(i) Since n = 3${}^{rd}$ the element belongs to the 3rd period. It is a p–block element since the

last electron occupies the p–orbital.

There are four electrons in the p–orbital. Thus, the corresponding group of the element

= Number of s–block groups + number of d–block groups + number of p–electrons

= 2 + 10 + 4

= 16 

Therefore, the element belongs to the 3${}^{rd}$ period and 16${}^{th}$ group of the periodic table.

Hence, the element is Sulphur.

(ii)Since n = 4, the element belongs to the 4${}^{th}$ period. It is a d–block element as d– orbitals

are incompletely filled.

There are 2 electrons in the d–orbital.

Thus, the corresponding group of the element

= Number of s–block groups + number of d–block groups

= 2 + 2 =

4

Therefore, it is a  4${}^{th}$ period and 4th group element. Hence, the element is Titanium.

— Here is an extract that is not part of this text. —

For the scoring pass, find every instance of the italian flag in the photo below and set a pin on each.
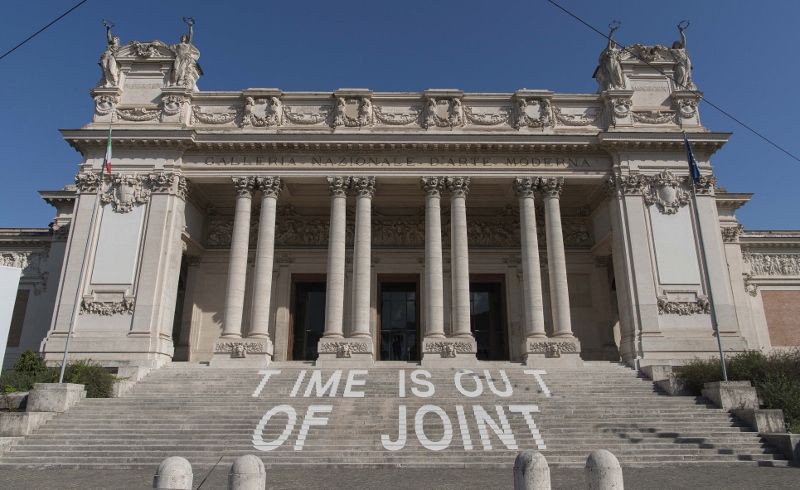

(iii) Since n = 6, the element is present in the 6th period. It is an f –block element

as the last electron occupies the f–orbital. It belongs to group 3 of the periodic table since

all f-block elements belong to group 3. Its electronic configuration is $\left[Xe\right] 4 f^7 5d^{1}6s^2$

Thus, its atomic number is 54 + 7 + 2 + 1 = 64. Hence, the element is Gadolinium.